Each year, experts from CDC, World Health Organization (WHO), and other institutions study virus samples collected from around the world to identify the influenza viruses that are the most likely to cause illness during the upcoming flu season. This information is used to create a vaccine.
Because flu viruses are constantly changing, it is not possible to predict with certainty which types of viruses will predominate during a given season. Flu viruses can change from one season to the next and can even change within the course of one flu season. Experts must pick which viruses to include in the vaccine many months in advance in order for vaccine to be produced and delivered on time. Because of these factors, there is always the possibility of a less-than-optimal match between circulating viruses and the viruses in the vaccine.
The 2019–2020 U.S. trivalent influenza vaccines contain the following:
- an A/Brisbane/02/2018 (H1N1)-like virus
- an A/Kansas/14/2017 (H3N2)-like virus and
- a B/Colorado/06/2017–like virus (Victoria lineage). (Grohskopf et al., 2019)
The 2019–2020) U.S. quadrivalent vaccines contain the same three antigens listed above and an additional influenza B virus component, a B/Phuket/3073/2013–like virus (Yamagata lineage). Compared with the 2018–2019 season, the composition for 2019–2020 includes updates in the influenza A(H1N1) and influenza A(H3N2) components of the vaccine (Grohskopf et al., 2019).
For the 2019–2020 season, routine annual influenza vaccination of all people aged ≥6 months without contraindications continues to be recommended. A licensed, recommended, and age-appropriate vaccine should be used (Grohskopf et al., 2019).
Two recent regulatory actions have been made for the 2019–2020 season:
- In October 2018, the FDA approved an expanded age indication for Afluria Quadrivalent (IIV4). Previously licensed for persons aged ≥5 years, Afluria Quadrivalent (IIV4) is now licensed for persons aged ≥6 months. The dose volume is 0.25 mL per dose for children aged 6 through 35 months and 0.5 mL per dose for all persons aged ≥36 months (≥3 years) (Grohskopf et al., 2019).
Only Afluria Quadrivalent is expected to be available for the 2019–2020 season. The dosage is age dependent: the dose volume for children aged 6 through 35 months is 0.25 mL per dose and the dose volume for all persons aged ≥36 months (≥3 years) is 0.5 mL per dose (Grohskopf et al., 2019).
- In January 2019, the FDA approved a change in dose volume for Fluzone Quadrivalent (IIV4) from 0.25 mL to either 0.25 mL or 0.5 mL per dose for children aged 6 through 35 months. Children aged ≥36 months (≥3 years) and adults should receive 0.5 mL per dose (Grohskopf et al., 2019).
A quadrivalent live attenuated influenza nasal spray vaccine (LAIV4) made with attenuated (weakened) live flu viruses, is approved for use in people 2 years through 49 years of age. This vaccine is not recommended for use in pregnancy or for people with some specific medical conditions (CDC, 2019b).
For the 2019–2020 flu season, ACIP recommends annual influenza vaccination for everyone 6 months and older with any licensed, influenza vaccine that is appropriate for the recipient’s age and health status, including inactivated influenza vaccine (IIV), recombinant influenza vaccine (RIV), or live attenuated nasal spray influenza vaccine (LAIV4), with no preference expressed for any one vaccine over another (CDC, 2019b).
People with egg allergies can receive any licensed, recommended, age-appropriate influenza vaccine (IIV, RIV4, or LAIV4) that is otherwise appropriate. People who have a history of severe egg allergy (those who have had any symptom other than hives after exposure to egg) should be vaccinated in a medical setting, and supervised by a healthcare provider who is able to recognize and manage severe allergic reactions (CDC, 2019b).

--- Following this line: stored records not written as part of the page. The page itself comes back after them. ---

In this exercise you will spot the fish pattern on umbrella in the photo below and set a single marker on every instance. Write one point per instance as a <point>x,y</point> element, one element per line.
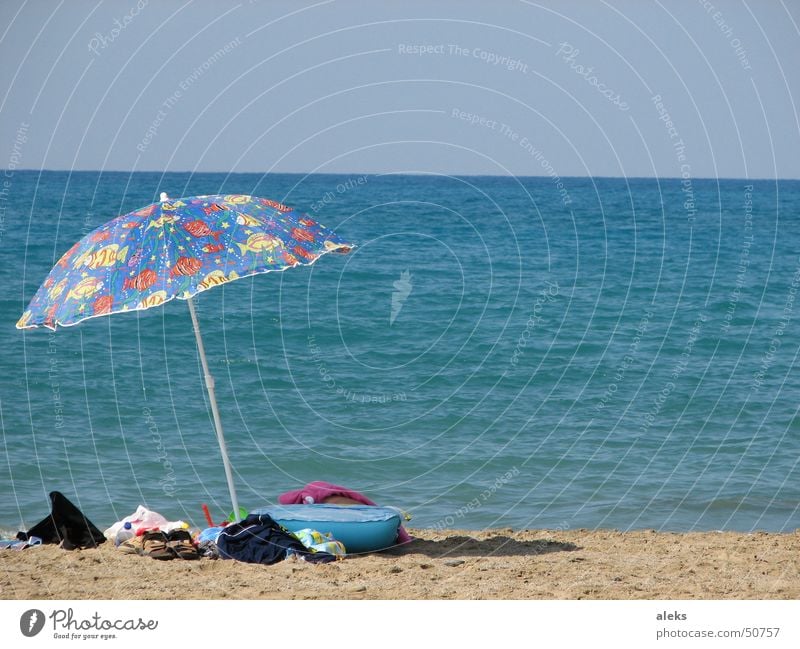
<point>175,248</point>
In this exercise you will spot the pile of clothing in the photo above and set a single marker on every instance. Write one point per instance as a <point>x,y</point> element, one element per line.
<point>149,534</point>
<point>258,538</point>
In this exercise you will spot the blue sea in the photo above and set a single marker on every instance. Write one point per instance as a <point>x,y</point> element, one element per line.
<point>496,352</point>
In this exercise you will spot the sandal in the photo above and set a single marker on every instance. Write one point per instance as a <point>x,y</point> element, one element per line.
<point>180,544</point>
<point>132,545</point>
<point>154,545</point>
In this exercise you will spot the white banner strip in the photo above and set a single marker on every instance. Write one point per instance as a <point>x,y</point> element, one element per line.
<point>403,624</point>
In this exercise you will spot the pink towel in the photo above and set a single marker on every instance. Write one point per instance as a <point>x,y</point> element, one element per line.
<point>317,492</point>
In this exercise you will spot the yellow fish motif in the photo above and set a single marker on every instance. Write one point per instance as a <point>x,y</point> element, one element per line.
<point>215,278</point>
<point>153,300</point>
<point>258,242</point>
<point>106,256</point>
<point>171,207</point>
<point>236,199</point>
<point>161,221</point>
<point>246,219</point>
<point>58,289</point>
<point>24,320</point>
<point>85,288</point>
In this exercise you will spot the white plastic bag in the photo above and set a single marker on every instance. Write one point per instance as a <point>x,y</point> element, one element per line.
<point>141,518</point>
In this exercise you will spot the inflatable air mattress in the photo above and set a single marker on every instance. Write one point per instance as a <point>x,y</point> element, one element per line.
<point>361,528</point>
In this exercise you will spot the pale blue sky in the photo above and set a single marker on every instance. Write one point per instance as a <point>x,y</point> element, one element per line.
<point>360,86</point>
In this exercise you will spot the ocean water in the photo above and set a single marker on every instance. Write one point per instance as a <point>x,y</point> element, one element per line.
<point>496,352</point>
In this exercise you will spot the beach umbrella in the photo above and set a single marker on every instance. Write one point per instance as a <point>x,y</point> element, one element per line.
<point>177,249</point>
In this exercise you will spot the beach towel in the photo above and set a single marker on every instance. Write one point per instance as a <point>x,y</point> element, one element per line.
<point>259,539</point>
<point>318,492</point>
<point>66,525</point>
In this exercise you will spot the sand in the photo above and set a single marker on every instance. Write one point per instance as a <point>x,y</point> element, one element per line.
<point>449,564</point>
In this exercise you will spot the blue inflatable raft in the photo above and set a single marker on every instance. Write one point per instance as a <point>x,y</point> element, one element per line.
<point>361,528</point>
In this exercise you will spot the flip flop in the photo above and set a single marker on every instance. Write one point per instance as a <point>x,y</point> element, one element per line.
<point>154,545</point>
<point>179,542</point>
<point>131,546</point>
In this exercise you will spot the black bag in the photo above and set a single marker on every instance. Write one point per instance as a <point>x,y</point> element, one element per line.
<point>66,525</point>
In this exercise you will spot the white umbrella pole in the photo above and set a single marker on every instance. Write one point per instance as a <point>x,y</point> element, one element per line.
<point>214,410</point>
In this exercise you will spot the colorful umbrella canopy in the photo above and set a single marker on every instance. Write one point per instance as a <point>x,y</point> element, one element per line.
<point>176,249</point>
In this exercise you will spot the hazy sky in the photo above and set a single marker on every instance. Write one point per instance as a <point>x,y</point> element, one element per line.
<point>633,88</point>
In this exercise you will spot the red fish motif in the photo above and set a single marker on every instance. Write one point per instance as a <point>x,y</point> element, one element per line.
<point>186,266</point>
<point>65,258</point>
<point>142,281</point>
<point>50,316</point>
<point>302,252</point>
<point>145,211</point>
<point>278,206</point>
<point>289,258</point>
<point>298,234</point>
<point>200,228</point>
<point>103,305</point>
<point>213,208</point>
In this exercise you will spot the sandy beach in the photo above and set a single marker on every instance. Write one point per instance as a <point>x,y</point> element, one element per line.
<point>448,564</point>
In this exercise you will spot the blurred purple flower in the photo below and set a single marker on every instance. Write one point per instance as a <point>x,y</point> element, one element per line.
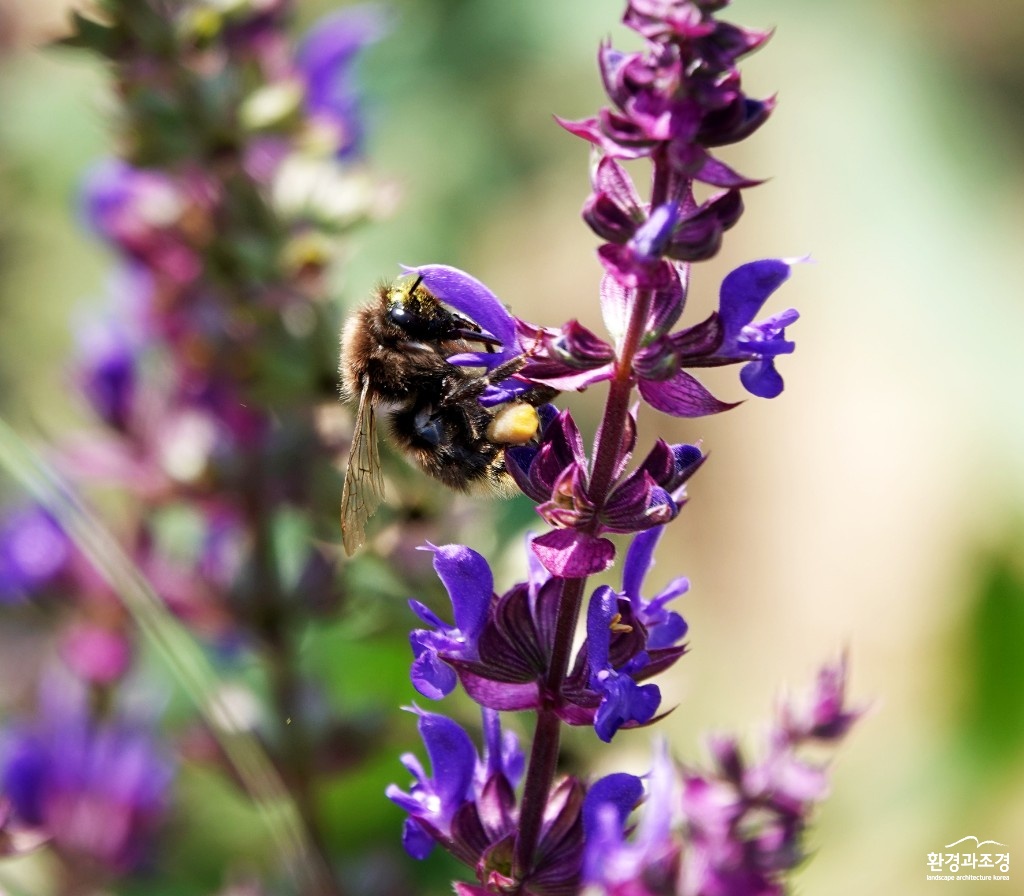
<point>98,788</point>
<point>34,550</point>
<point>326,59</point>
<point>107,371</point>
<point>735,829</point>
<point>144,214</point>
<point>500,647</point>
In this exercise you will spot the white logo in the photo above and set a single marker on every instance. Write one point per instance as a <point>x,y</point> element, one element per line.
<point>987,860</point>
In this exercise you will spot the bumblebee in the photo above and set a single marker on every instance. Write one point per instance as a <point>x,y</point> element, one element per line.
<point>394,352</point>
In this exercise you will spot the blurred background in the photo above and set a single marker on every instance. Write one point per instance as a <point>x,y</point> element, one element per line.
<point>876,507</point>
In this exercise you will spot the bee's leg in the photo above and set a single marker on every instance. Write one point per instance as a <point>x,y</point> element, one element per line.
<point>472,386</point>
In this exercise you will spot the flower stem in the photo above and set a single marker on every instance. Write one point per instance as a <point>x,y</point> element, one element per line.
<point>607,453</point>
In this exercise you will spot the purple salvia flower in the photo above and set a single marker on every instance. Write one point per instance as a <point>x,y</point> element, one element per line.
<point>727,337</point>
<point>645,864</point>
<point>665,628</point>
<point>470,586</point>
<point>326,59</point>
<point>471,298</point>
<point>98,788</point>
<point>736,829</point>
<point>107,371</point>
<point>467,802</point>
<point>143,214</point>
<point>501,654</point>
<point>623,700</point>
<point>34,550</point>
<point>433,800</point>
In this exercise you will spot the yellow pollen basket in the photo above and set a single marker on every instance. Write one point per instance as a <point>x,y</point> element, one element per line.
<point>514,424</point>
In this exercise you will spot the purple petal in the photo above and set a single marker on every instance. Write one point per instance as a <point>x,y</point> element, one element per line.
<point>620,791</point>
<point>639,559</point>
<point>600,611</point>
<point>719,174</point>
<point>745,290</point>
<point>453,760</point>
<point>502,695</point>
<point>760,378</point>
<point>415,839</point>
<point>470,584</point>
<point>681,395</point>
<point>571,554</point>
<point>432,677</point>
<point>624,701</point>
<point>470,297</point>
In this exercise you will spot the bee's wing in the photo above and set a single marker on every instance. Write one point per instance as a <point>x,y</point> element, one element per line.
<point>364,487</point>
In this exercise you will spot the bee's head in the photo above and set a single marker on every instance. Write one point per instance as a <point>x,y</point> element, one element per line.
<point>414,310</point>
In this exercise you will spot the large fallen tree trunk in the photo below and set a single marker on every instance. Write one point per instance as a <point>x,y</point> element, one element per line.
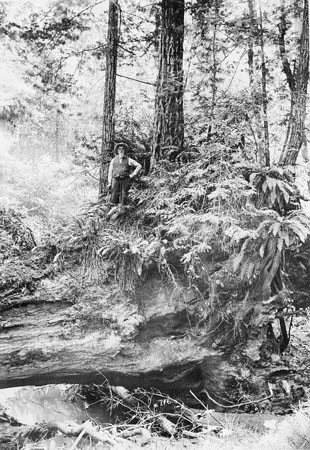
<point>65,334</point>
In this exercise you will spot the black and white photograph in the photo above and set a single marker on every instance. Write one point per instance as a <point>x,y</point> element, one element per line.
<point>154,225</point>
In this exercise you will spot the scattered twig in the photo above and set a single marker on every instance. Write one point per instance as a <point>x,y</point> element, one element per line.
<point>238,404</point>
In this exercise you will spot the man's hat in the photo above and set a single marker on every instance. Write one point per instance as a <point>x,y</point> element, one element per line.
<point>121,144</point>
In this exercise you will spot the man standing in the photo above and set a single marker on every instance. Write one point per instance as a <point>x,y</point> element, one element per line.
<point>120,174</point>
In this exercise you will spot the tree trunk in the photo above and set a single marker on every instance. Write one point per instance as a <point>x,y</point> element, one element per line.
<point>264,92</point>
<point>258,85</point>
<point>169,119</point>
<point>48,338</point>
<point>298,83</point>
<point>109,94</point>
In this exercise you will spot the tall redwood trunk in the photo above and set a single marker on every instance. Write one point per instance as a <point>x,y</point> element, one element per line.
<point>298,83</point>
<point>169,119</point>
<point>109,94</point>
<point>258,84</point>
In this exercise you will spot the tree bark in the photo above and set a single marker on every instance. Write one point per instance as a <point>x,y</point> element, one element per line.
<point>169,118</point>
<point>264,92</point>
<point>46,338</point>
<point>258,84</point>
<point>109,94</point>
<point>298,83</point>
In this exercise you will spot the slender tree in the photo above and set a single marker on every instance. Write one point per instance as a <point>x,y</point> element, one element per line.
<point>258,83</point>
<point>109,93</point>
<point>297,79</point>
<point>169,118</point>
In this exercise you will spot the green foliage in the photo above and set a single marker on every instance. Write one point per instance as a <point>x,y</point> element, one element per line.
<point>275,189</point>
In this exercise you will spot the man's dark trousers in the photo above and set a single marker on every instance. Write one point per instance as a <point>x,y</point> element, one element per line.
<point>119,190</point>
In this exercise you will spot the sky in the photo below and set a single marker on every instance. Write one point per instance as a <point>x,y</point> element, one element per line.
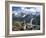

Balancing considerations regarding the unpredictability of timing of onset of the influenza season and concerns that vaccine-induced immunity might wane over the course of a season, it is recommended that vaccination should be offered by the end of October. Children aged 6 months through 8 years who require 2 doses should receive their first dose as soon as possible after vaccine becomes available, to allow the second dose (which must be administered ≥4 weeks later) to be received by the end of October (Grohskopf et al., 2019).
Community vaccination programs, however, should balance maximizing likelihood of persistence of vaccine-induced protection through the season with avoiding missed opportunities to vaccinate or vaccinating after onset of influenza circulation occurs. No recommendation is made for revaccination later in the season of persons who have already been fully vaccinated (ie, providing a booster dose) (Grohskopf et al., 2019).